Journal acronym: J AFFECT DISORDERS

Volume number: 315

Number of pages: 10

ISSN: 0165-0327

eISSN: 1573-2517

DOI: http://dx.doi.org/10.1016/j.jad.2022.07.042


Abstract

Background: Different types of childhood maltreatment (CM) are key risk factors for psychopathology. Specifically, there is evidence for a unique role of emotional abuse in affective psychopathology in children and youth; however, its predictive power for depressive symptomatology in adulthood is still unknown. Additionally, emotional abuse encompasses several facets, but the strength of their individual contribution to depressive affect has not been examined.

Method: Here, we used a machine learning (ML) approach based on Random Forests to assess the performance of domain scores and individual items from the Childhood Trauma Questionnaire (CTQ) in predicting self-reported levels of depressive affect in an adult general population sample. Models were generated in a training sample (N = 769) and validated in an independent test sample (N = 466). Using state-of-the-art methods from interpretable ML, we identified the most predictive domains and facets of CM for adult depressive affect.

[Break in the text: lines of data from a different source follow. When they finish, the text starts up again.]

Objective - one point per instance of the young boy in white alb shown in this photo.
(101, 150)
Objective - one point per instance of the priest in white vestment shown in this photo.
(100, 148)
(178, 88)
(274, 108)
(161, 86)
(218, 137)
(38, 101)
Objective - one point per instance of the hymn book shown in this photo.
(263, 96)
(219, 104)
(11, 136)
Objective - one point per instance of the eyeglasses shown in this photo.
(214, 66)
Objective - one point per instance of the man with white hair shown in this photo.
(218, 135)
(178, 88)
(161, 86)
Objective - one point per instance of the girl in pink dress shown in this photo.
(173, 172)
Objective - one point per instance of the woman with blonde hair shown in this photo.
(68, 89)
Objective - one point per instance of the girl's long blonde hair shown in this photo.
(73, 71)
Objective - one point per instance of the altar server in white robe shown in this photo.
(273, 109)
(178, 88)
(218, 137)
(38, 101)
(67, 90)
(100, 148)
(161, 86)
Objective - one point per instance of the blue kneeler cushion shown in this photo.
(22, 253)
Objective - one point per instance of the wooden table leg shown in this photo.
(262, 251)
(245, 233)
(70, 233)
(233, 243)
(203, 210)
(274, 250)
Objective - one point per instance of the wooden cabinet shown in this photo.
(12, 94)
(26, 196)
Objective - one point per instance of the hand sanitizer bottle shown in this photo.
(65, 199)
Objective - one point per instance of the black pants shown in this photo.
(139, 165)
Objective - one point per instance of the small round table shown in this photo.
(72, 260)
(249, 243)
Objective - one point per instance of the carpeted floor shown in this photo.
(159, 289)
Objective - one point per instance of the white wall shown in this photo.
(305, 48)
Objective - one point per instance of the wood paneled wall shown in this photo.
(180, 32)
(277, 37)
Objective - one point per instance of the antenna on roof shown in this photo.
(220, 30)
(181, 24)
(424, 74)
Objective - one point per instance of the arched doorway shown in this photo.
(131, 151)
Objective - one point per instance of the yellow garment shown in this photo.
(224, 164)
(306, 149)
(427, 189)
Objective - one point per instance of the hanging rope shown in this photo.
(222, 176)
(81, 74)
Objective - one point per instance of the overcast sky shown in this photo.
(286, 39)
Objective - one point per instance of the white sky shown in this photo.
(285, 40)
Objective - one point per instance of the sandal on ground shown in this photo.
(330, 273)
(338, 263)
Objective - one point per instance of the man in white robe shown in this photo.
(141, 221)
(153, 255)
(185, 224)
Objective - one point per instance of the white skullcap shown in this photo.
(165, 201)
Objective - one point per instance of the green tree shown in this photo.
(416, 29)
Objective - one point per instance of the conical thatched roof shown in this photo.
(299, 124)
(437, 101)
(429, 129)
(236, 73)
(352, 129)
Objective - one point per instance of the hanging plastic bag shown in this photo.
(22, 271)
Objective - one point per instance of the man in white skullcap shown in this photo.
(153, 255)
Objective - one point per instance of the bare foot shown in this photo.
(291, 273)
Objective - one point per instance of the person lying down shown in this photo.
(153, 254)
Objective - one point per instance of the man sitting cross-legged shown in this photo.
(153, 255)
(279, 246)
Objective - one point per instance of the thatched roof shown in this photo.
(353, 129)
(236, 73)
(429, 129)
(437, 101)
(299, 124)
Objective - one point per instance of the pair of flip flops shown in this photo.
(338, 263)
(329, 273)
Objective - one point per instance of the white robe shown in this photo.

Results: Models based on individual CM items explained more variance in the independent test sample than models based on CM domain scores (R2 = 7.6 % vs. 6.4 %). Emotional abuse, particularly its more subjective components such as reactions to and appraisal of the abuse, emerged as the strongest predictors of adult depressive affect. Limitations: Assessment of CM was retrospective and lacked information on timing and duration. Moreover, re-ported rates of CM and depressive affect were comparatively low.

Conclusions: Our findings corroborate the strong role of subjective experience in CM-related psychopathology across the lifespan that necessitates greater attention in research, policy, and clinical practice.